I occasionally will read and answer financial questions on Quora because I am naturally curious. Plus I enjoy reading about different perspectives that help me stay grounded in reality and how I can best help my readers. A question that I answered recently was regarding taking a 401k loan. Borrowing money from your 401k sounds very tempting especially now that the CARES Act makes it easier to borrow from your 401k. The idea that you are just borrowing money from yourself sounds harmless but it can be very destructive to your financial future. This post will break down how a 401k loan works and why I think it is a bad idea.
How does 401k Loan Work
The 401k is an employee retirement savings plan sponsored by an employer. A 401k loan allows you to borrow the money you have saved from your 401k retirement account instead of a traditional lender. The terms related to a 401k loan are the following:
- 401k loan amount limit up to 50% of 401k balance or $50,000, whichever is lower
- Interest rate for 401k loan is higher than prime rate by about 1 point
- Payments are made directly from your employer paycheck
- Length of loan must be 5 years or less
- Employment termination requires loan balance to be paid back immediately
Related Post: 401k Max Contribution
What is the 401k Loan Amount Limit
The 401k loan amount limit is set to a maximum of $50,000 or 50% of the account balance, whichever is less. However, the CARES Act has increased the maximum 401k loan to $100,000 and removes the 50% ceiling allowing access to the entire 401k balance if necessary.
Given how fragile the state of the economy is in with record-high unemployment, I would be worried about layoffs. Having a 401k loan would require paying back the entire loan balance if your employment is suddenly terminated.
How Long Does a 401k Loan take to be Approved
The process of applying for a 401k loan can take be done very quickly online. However, every employer is different and therefore the loan may require approval from many people such as your HR and the 401k loan provider. Once approved, it will take another few days to receive funds either via direct deposit or a check in the mail.
Does a 401k loan affect your credit score
Having a 401k loan does not affect your credit score. Unlike a traditional bank loan that requires a credit score check, there is no credit check required for a 401k loan. The only requirement would be that you have a 401k balance to borrow from with your current employer. You will not be able to borrow money from 401k balance with your previous employer.
Can a 401k loan be denied
Only an employer can enforce the reasons for a 401k loan since this loan does not originate from a bank. Having good credit is not required for 401k loan approval. However, some employers can restrict a 401k loan for the only following scenarios:
- to pay for education expenses
- to prevent eviction from your home
- to pay for medical expenses not covered from insurance
- to buy a home
Is Taking a 401k Loan a Bad Idea
With record-high unemployment reaching 41 million in the US, many people are struggling financially during this Coronavirus pandemic. To help Americans cope with the financial strain, the US Federal Government CARES Act makes it easier to borrow from your 401k. I would recommend not taking a 401k loan for a couple of reasons that I will explain.
First, taking a 401k loan is risky because your opportunity cost is the potential return on the money. For example, a loan for the maximum $50,000 amount could have returned almost $17,000 after 5 years at a modest 6% simple compound interest. That is an ROI of 34%. Do you think your new investment can do better than 34% after 5 years?

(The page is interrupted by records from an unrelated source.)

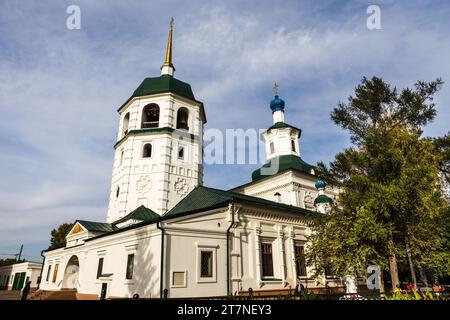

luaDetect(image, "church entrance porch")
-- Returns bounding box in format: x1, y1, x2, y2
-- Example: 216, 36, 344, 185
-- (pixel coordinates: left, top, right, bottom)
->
62, 256, 80, 289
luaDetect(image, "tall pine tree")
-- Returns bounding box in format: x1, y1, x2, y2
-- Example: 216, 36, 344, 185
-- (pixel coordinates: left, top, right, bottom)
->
307, 77, 447, 288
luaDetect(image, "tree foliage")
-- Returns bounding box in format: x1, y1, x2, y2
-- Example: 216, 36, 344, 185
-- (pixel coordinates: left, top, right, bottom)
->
307, 77, 448, 282
48, 223, 74, 249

Second, the 401k loan payments are made with after-tax money. Assuming you are in the 24% tax bracket, every $1.00 made after tax is $0.76 into your 401k loan repayment instead of the fully invested $1.00 pre-tax money. After you reach 59 1/2, you pay income tax again on that same dollar so now $0.76 after paying another 24% in tax leaves you with only $0.58. You were just double-taxed on the same dollar just for making a 401k loan.
Quick Summary
To summarize, I would recommend not taking a 401k loan for a couple reasons:
- It will be hard to beat your opportunity cost of 34% ROI after 5 years assuming 6% compound interest.
- You will be double-taxed. First from 401k payments and second when making withdrawals after age 59 1/2.